The company advises those responsible for prioritising update deployment to focus on the critical patches for Internet Explorer and the C Runtime Library in Windows, as these could be exploited by an attacker to remotely execute arbitrary code on a victim's system. For an attack to be successful, a user must first visit a malicious web page or open a specially crafted file. The other critical bulletins fix issues in .NET and Silverlight, as well as the Windows kernel. Microsoft notes that it has yet to see any active attacks exploiting these issues in the wild.
Rated as "important", the remaining five bulletins correct a number of remote code execution and privilege escalation issues. These include a total of six vulnerabilities in SharePoint and the Ancillary Function Driver in Windows that could be used to allow elevation of privileges. Five holes in the Windows Color Control Panel, an issue in the Indeo Codec included with Windows, and five problems in Visio Viewer – part of Microsoft Office – that could be used to remotely execute code have also been closed.

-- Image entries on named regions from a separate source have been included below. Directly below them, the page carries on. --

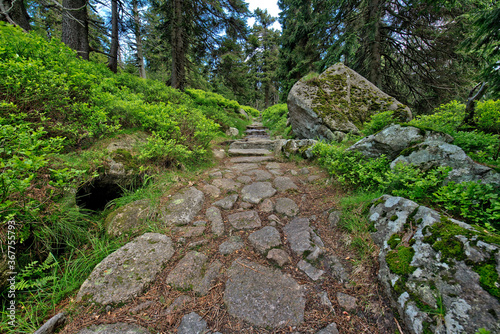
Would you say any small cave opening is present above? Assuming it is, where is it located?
[76,177,128,211]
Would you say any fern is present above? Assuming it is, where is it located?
[16,253,58,290]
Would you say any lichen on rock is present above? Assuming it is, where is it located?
[288,63,411,140]
[369,195,500,334]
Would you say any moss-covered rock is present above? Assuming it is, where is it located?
[288,63,411,140]
[105,199,154,236]
[369,195,500,334]
[77,233,174,305]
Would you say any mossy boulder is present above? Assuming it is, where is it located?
[369,195,500,334]
[77,233,174,305]
[347,124,453,160]
[391,141,500,185]
[105,199,155,236]
[288,63,411,140]
[160,187,205,226]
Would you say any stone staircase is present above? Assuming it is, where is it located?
[44,118,394,334]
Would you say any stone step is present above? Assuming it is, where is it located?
[246,126,266,132]
[229,139,274,150]
[229,155,276,164]
[228,148,273,157]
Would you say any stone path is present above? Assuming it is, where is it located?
[57,124,394,334]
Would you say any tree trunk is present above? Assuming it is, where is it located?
[462,82,487,126]
[0,0,31,31]
[108,0,119,73]
[132,0,146,79]
[61,0,90,60]
[171,0,186,90]
[368,0,382,88]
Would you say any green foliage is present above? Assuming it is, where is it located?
[16,253,58,291]
[409,100,500,164]
[241,106,260,118]
[262,103,292,138]
[313,143,500,230]
[433,182,500,230]
[0,236,122,334]
[313,143,389,190]
[380,163,451,201]
[0,22,252,333]
[385,246,417,275]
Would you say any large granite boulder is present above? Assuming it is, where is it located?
[288,63,411,140]
[369,195,500,334]
[104,199,154,236]
[391,141,500,184]
[347,124,453,160]
[77,233,174,305]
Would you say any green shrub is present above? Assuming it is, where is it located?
[241,106,260,118]
[262,103,292,138]
[409,100,500,164]
[313,142,389,189]
[313,143,500,230]
[433,181,500,230]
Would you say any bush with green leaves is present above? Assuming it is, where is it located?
[409,100,500,164]
[262,103,292,138]
[313,142,500,231]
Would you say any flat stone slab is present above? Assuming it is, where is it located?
[267,248,290,267]
[161,187,205,226]
[269,169,284,176]
[227,211,262,230]
[243,169,273,181]
[316,322,339,334]
[229,162,259,172]
[177,312,208,334]
[212,178,241,190]
[248,226,281,254]
[104,199,152,236]
[205,206,224,235]
[337,292,357,311]
[283,218,324,261]
[77,322,149,334]
[193,260,222,296]
[241,182,276,204]
[274,198,299,217]
[77,233,174,305]
[202,183,222,198]
[297,260,325,281]
[259,198,274,213]
[213,194,238,210]
[274,176,299,192]
[219,235,245,255]
[229,155,275,163]
[165,251,208,290]
[266,162,281,169]
[228,148,273,157]
[224,258,306,328]
[236,175,252,184]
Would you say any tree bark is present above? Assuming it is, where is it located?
[61,0,90,60]
[0,0,31,31]
[108,0,119,73]
[132,0,146,79]
[462,82,487,126]
[368,0,382,88]
[171,0,186,91]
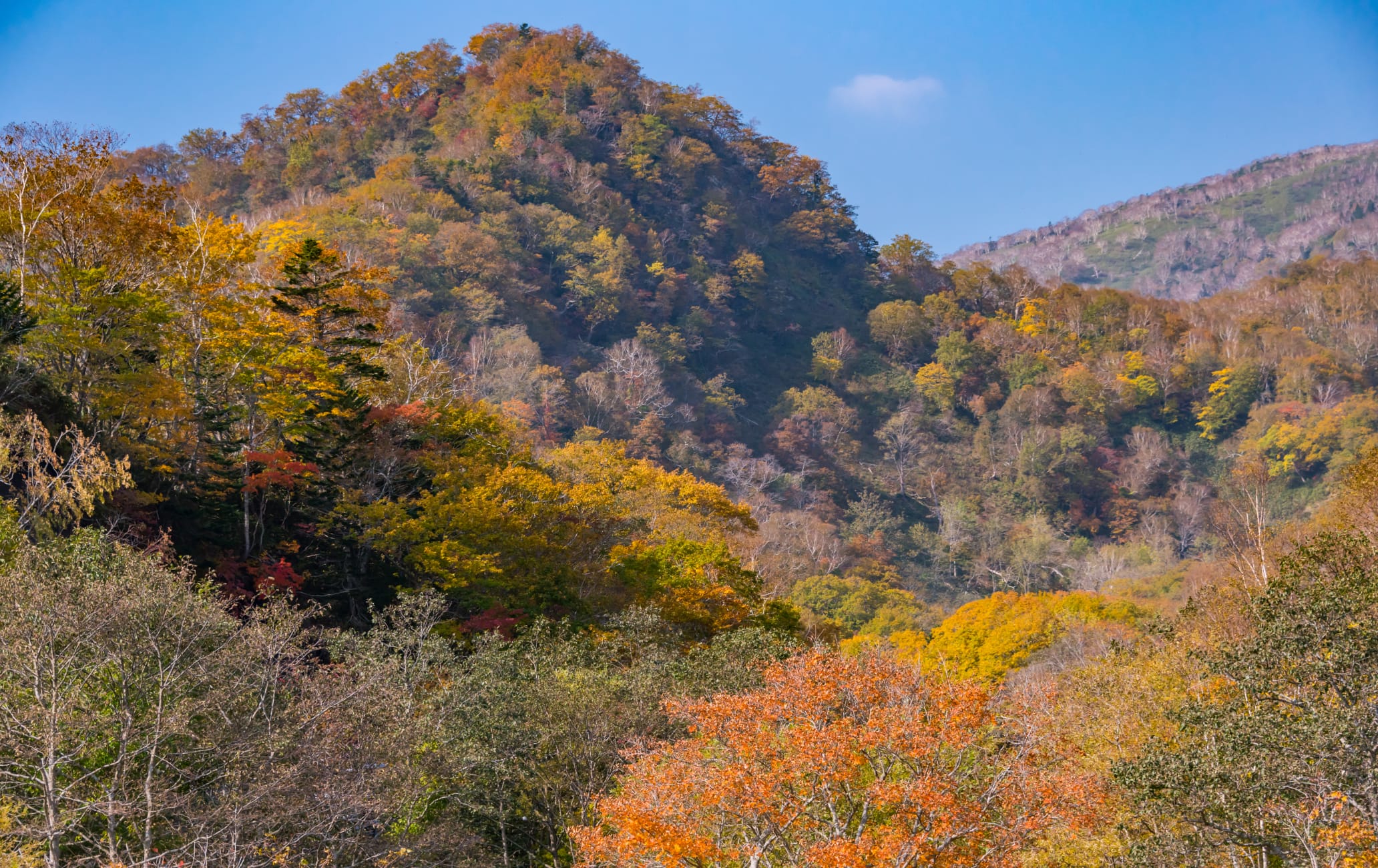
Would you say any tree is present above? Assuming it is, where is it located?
[570,650,1098,868]
[867,299,929,361]
[1115,535,1378,865]
[1196,364,1264,439]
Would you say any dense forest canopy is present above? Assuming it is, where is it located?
[0,25,1378,868]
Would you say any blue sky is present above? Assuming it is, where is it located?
[0,0,1378,252]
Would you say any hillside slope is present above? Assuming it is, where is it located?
[949,142,1378,299]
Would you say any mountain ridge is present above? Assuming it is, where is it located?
[947,139,1378,299]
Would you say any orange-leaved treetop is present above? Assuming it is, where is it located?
[570,650,1101,868]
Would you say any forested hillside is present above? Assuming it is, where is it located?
[0,25,1378,868]
[951,142,1378,299]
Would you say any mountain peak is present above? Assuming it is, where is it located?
[948,140,1378,299]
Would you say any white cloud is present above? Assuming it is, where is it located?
[831,74,943,117]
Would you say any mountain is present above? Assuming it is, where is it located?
[949,140,1378,299]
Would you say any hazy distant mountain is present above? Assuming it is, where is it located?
[949,140,1378,299]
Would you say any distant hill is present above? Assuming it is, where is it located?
[948,142,1378,299]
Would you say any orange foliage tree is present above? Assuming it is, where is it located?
[570,650,1100,868]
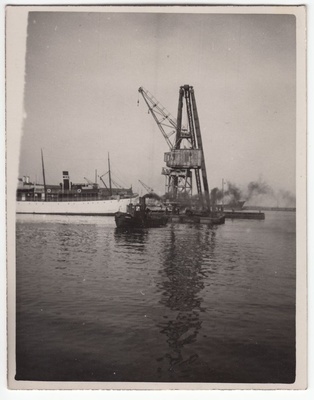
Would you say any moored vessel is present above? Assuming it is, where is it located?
[115,196,169,228]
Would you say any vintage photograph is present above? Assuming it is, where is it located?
[6,6,307,389]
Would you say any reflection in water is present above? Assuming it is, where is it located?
[55,224,97,269]
[157,225,215,378]
[114,228,148,252]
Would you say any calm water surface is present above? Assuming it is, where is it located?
[16,212,296,383]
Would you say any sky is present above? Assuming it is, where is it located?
[19,12,296,197]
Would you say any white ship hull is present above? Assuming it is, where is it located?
[16,196,138,216]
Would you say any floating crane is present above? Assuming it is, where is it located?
[139,85,210,211]
[138,86,177,150]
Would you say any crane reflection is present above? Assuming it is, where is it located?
[157,225,216,381]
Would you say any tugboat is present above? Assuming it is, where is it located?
[115,196,168,228]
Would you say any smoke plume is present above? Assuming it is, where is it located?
[211,179,296,207]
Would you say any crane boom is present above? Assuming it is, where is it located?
[138,179,154,193]
[138,86,177,150]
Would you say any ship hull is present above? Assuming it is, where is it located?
[16,197,138,216]
[115,212,168,228]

An overview of all of these updates, including descriptions about each of the vulnerabilities, can be found Microsoft Security Bulletin Summary for February 2012.
Update: According to reports, the updates to the Microsoft Windows Malicious Software Removal Tool (MSRT) and the company's Forefront security products, which were released at the same time as Microsoft's Patch Tuesday security updates, result in a false positive malware warning on google.com. Following the updates, when visiting google.com in Internet Explorer, users receive a warning that a potential threat has been detected, specifically Exploit:JS/Blacole.BW; those using Firefox only reportedly see a warning after a search is initiated, and Chrome and Opera are said to be unaffected.